English missionary Boniface, was murdered by Germanic unbelievers
Saint Boniface (Bonifatius; c. 675 – 5 June 754 AD), born Winfrid, Wynfrith, or Wynfryth in the kingdom of Wessex in Anglo-Saxon England, was a leading figure in the Anglo-Saxon mission to the Germanic parts of the Frankish Empire during the 8th century. He established the first organized Christianity in many parts of Germania. He is the patron saint of Germania, the first archbishop of Mainz and the "Apostle of the Germans".
He was killed in Frisia in 754, along with 52 others. His remains were returned to Fulda, where they rest in a sarcophagus which became a site of pilgrimage. Facts about Boniface's life and death as well as his work became widely known, since there is a wealth of material available—a number of vitae, especially the near-contemporary Vita Bonifatii auctore Willibaldi, and legal documents, possibly some sermons, and above all his correspondence.
Norman F. Cantor notes the three roles Boniface played that made him
"one of the truly outstanding creators of the first Europe, as the apostle of Germania, the reformer of the Frankish church, and the chief fomentor of the alliance between the papacy and the Carolingian family."

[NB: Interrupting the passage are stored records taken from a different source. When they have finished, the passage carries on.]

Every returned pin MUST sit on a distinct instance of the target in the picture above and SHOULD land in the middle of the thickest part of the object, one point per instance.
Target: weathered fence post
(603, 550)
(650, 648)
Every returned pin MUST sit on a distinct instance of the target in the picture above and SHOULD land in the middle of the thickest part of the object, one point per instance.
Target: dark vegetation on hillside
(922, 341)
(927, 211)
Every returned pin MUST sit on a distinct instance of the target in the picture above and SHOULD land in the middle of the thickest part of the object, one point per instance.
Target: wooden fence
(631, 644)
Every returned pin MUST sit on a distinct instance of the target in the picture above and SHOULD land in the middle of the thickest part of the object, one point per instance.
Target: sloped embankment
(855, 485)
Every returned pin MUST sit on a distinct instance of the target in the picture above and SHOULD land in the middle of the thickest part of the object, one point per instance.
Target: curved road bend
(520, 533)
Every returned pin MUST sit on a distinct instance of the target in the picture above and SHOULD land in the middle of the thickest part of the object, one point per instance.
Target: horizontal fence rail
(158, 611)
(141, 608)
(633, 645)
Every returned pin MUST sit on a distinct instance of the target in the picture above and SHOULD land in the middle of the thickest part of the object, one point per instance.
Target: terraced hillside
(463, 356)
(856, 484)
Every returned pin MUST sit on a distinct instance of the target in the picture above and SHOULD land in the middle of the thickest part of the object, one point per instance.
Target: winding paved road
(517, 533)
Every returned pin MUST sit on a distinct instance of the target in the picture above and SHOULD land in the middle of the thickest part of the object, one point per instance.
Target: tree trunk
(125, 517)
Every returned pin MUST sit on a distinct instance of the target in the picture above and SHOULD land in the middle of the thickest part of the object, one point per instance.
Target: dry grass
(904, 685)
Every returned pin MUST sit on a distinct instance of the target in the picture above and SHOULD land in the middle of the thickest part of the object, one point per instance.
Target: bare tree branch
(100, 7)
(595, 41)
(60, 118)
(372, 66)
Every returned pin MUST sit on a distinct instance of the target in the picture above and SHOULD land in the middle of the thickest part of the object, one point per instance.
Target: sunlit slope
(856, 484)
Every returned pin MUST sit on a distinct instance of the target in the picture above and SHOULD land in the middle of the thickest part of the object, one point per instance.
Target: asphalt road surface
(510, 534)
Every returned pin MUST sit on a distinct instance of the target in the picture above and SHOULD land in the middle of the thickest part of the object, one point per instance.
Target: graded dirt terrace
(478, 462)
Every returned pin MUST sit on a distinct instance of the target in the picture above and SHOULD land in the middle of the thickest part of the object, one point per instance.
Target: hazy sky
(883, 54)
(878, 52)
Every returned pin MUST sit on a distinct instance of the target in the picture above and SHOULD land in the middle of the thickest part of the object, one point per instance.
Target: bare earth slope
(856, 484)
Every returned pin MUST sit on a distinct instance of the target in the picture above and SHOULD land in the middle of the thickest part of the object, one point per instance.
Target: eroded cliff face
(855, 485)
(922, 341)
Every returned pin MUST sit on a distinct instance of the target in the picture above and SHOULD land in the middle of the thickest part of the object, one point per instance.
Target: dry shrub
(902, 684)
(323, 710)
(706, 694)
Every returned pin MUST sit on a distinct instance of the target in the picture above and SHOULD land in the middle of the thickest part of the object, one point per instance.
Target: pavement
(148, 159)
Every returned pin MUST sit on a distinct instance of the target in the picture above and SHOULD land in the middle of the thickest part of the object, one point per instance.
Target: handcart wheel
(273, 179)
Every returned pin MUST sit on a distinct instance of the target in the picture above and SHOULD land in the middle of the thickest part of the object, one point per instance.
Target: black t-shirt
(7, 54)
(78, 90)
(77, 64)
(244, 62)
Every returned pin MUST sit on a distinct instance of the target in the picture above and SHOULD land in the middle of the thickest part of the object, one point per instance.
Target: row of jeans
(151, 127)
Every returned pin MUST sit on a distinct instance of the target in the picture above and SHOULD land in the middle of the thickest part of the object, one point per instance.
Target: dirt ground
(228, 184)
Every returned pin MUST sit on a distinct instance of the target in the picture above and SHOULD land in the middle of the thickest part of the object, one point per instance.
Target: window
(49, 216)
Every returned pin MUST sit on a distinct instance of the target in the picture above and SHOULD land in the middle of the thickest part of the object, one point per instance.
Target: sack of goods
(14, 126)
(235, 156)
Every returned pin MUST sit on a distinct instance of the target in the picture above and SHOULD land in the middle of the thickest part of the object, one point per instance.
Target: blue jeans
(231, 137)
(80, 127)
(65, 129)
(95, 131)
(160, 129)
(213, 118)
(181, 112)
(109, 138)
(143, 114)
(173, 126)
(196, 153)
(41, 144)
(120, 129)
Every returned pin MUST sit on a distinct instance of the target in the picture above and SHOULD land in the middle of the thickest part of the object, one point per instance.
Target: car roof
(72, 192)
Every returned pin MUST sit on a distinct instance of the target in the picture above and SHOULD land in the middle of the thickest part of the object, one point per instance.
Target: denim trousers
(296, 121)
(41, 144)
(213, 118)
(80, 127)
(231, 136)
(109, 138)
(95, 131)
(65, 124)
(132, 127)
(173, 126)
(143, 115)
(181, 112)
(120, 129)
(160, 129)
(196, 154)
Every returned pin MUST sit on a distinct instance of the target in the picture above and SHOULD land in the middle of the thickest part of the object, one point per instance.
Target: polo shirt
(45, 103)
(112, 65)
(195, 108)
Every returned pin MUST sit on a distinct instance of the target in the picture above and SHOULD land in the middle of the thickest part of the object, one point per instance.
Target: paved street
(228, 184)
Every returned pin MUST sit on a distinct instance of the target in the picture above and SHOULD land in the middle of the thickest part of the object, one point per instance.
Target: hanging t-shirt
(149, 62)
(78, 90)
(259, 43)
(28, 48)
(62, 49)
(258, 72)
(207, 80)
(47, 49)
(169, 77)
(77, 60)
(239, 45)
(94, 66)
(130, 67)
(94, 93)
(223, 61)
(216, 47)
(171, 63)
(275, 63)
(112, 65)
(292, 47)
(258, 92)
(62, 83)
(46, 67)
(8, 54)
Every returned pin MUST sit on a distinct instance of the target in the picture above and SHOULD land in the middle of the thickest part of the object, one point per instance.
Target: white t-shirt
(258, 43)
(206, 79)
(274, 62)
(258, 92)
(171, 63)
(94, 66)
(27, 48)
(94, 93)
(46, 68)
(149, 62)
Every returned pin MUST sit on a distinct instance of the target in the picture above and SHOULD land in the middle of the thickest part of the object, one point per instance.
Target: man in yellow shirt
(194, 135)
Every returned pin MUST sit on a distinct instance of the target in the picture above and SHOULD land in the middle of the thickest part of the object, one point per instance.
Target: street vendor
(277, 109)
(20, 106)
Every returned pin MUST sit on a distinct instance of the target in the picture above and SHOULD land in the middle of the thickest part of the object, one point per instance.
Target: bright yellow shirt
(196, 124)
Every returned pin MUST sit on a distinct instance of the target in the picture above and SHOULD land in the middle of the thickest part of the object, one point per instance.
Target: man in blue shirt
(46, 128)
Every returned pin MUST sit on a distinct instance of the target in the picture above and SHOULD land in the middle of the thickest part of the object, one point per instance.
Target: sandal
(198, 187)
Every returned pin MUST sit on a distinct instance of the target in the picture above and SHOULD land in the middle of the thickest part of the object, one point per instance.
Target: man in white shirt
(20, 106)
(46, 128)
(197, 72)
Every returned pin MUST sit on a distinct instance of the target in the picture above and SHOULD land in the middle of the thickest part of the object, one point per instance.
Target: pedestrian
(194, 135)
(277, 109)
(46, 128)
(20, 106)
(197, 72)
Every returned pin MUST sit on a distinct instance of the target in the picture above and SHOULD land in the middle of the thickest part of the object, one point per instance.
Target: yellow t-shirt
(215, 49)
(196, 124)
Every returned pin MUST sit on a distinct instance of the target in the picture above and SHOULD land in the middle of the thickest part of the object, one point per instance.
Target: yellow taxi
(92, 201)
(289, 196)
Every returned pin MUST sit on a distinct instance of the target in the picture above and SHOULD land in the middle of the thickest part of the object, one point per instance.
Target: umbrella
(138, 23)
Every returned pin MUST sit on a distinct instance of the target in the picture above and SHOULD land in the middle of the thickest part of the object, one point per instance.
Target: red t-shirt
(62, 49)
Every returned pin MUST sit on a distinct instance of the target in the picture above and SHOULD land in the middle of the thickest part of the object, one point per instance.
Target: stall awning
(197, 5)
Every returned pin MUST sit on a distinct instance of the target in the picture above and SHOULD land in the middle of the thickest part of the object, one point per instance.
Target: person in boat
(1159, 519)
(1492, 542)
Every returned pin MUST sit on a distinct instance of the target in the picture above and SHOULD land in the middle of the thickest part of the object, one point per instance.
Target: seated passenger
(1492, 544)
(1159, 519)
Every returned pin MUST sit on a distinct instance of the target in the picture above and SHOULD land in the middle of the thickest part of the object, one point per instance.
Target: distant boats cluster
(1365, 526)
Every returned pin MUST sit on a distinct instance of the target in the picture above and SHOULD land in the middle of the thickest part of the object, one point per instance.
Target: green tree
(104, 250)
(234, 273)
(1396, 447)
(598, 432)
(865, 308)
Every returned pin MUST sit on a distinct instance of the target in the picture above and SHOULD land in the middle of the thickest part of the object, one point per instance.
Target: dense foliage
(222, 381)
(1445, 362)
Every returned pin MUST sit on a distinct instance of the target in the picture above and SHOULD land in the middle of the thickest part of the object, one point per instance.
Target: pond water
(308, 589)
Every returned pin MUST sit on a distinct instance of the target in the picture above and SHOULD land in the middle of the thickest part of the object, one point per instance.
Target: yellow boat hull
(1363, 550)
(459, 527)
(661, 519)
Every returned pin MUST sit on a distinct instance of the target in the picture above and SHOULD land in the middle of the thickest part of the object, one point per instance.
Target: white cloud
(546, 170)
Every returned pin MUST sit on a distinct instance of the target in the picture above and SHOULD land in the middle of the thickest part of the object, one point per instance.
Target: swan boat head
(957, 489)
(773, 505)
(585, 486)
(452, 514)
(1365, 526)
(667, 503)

Through his efforts to reorganize and regulate the church of the Franks, he helped shape Western Christianity, and many of the dioceses he proposed remain today. After his martyrdom, he was quickly hailed as a saint in Fulda and other areas in Germania and in England. His cult is still notably strong today. Boniface is celebrated (and criticized) as a missionary; he is regarded as a unifier of Europe, and he is seen (mainly by Catholics) as a Germanic national figure.